Les nouvelles formes de beauté intérieure..
Dans un futur proche, où Internet est consultable directement par la pensée, où l'interaction par mails ou sur chat s'opère dans l'immédiat avec la validation vocale pour seul filtre, sans la moindre action manuelle : un homme installe son nouveau système d'exploitation. Il lui choisit une voix, guidé par le souvenir de sa quasi ex-femme (les papiers du divorce traînent, des deux côtés) et découvre une personne à part. Tout en restant aux ordres, la voix affirme et développe sans cesse son individualité, avec ses propres préoccupations, ses sentiments également. Une histoire d'amour naît.
Spike Jonze est un cinéaste à idées, il l'a déjà démontré avec le génial Dans la peau de John Malkovich. Du haut des gratte-ciels, des lumières naturelles : et la Nature justement, partout, fait irruption dans une mégalopole trop pleine, trop construite, saturée. Malgré son appartenance à la SF, Her utilise très peu d'effets spéciaux et nous présente un monde de demain dans la continuité de ce que nous connaissons, avec quelques originalités de forme. Le génie de Spike Jonze est de nous immiscer dans une certaine banalité. Nous sommes avec l'homme du quotidien, dans une ou deux décennies devant nous.
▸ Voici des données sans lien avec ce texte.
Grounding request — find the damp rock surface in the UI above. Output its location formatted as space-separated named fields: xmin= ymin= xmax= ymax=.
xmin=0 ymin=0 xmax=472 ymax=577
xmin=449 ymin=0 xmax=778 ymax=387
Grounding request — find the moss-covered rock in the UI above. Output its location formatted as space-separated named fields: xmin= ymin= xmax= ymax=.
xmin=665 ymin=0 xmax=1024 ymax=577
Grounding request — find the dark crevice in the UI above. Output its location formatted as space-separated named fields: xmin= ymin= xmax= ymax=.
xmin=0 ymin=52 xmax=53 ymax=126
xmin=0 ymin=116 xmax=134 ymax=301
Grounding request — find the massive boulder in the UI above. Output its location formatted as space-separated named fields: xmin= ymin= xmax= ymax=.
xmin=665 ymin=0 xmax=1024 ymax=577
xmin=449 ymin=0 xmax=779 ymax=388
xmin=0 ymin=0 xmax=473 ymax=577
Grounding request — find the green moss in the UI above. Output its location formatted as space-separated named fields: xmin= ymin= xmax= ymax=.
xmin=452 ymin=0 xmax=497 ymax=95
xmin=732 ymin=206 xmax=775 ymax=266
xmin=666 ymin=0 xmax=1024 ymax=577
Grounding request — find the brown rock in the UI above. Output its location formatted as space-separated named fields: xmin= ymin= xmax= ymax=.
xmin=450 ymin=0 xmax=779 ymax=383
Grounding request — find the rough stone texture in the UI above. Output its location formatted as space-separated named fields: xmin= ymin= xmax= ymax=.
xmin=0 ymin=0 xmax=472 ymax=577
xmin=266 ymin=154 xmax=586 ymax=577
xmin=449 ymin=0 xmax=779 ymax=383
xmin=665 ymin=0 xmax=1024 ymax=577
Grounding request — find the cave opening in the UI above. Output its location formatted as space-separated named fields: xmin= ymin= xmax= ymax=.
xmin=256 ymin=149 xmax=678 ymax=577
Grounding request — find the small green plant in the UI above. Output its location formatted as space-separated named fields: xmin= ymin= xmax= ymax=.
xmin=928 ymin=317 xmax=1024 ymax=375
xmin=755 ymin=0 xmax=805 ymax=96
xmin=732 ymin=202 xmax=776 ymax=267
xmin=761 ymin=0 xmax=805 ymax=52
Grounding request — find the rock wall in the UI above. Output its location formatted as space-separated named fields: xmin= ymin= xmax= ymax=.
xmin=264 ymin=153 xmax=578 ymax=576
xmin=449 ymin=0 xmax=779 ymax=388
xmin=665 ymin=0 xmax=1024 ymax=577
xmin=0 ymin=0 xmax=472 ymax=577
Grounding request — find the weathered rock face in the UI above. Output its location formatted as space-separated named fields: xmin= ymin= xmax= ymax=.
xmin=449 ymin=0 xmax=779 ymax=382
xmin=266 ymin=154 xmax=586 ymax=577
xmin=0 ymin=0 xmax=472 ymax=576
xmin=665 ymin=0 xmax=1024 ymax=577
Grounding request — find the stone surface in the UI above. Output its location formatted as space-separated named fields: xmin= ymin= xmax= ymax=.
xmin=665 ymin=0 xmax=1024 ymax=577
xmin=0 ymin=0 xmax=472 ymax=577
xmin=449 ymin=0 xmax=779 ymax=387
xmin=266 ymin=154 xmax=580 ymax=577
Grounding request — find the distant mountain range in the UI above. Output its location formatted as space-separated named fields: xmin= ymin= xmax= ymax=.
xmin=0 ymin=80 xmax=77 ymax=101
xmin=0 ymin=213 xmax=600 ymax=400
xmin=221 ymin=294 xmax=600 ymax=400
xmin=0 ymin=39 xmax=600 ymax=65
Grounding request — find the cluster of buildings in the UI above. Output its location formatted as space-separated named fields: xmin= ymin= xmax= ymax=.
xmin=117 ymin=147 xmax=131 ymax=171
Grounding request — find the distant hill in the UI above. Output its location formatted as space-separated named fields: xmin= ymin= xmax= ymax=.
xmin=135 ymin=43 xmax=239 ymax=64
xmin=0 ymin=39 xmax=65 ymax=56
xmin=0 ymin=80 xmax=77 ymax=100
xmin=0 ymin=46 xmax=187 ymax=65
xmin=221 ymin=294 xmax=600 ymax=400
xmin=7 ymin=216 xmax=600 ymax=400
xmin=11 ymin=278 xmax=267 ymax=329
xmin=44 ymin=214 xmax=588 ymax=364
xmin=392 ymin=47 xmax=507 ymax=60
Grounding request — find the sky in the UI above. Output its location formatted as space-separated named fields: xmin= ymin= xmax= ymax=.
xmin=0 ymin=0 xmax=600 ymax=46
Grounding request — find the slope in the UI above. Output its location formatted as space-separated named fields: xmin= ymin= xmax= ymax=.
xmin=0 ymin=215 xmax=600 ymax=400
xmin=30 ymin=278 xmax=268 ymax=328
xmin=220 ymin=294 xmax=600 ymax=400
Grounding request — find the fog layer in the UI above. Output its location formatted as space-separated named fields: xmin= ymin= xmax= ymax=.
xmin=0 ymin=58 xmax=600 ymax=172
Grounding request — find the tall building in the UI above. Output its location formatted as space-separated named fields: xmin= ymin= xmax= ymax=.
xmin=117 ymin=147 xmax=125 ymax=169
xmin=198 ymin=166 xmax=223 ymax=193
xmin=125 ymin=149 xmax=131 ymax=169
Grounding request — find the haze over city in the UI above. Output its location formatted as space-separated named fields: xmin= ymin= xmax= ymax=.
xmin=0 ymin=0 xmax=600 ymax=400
Her se partage entre enthousiasme et dépression devant ce nouvel équilibre, où l'Humanité s'étend en même temps qu'un sentiment de vide infini. Cette comédie romantique audacieuse signe l'éternel retour de la difficulté à sortir de soi. L'époque, le contexte, la technologie, modifient la surface et la pratique, mais les mêmes désirs et malaises s'étendent. C'est une nouvelle variante de l'amour, la révolution se trouve dans son expression, celle-ci a liquidé la sensualité.
Humble et visionnaire, Her regarde notre avenir sans prophéties de malheur, en anticipant un espace-monde consumériste, douillet, limpide. Un espace pacifié où les frustrations se taisent et peuvent se régler rationnellement. Dans la mesure des effets de l'abondant catalogue de corrections superficielles à disposition.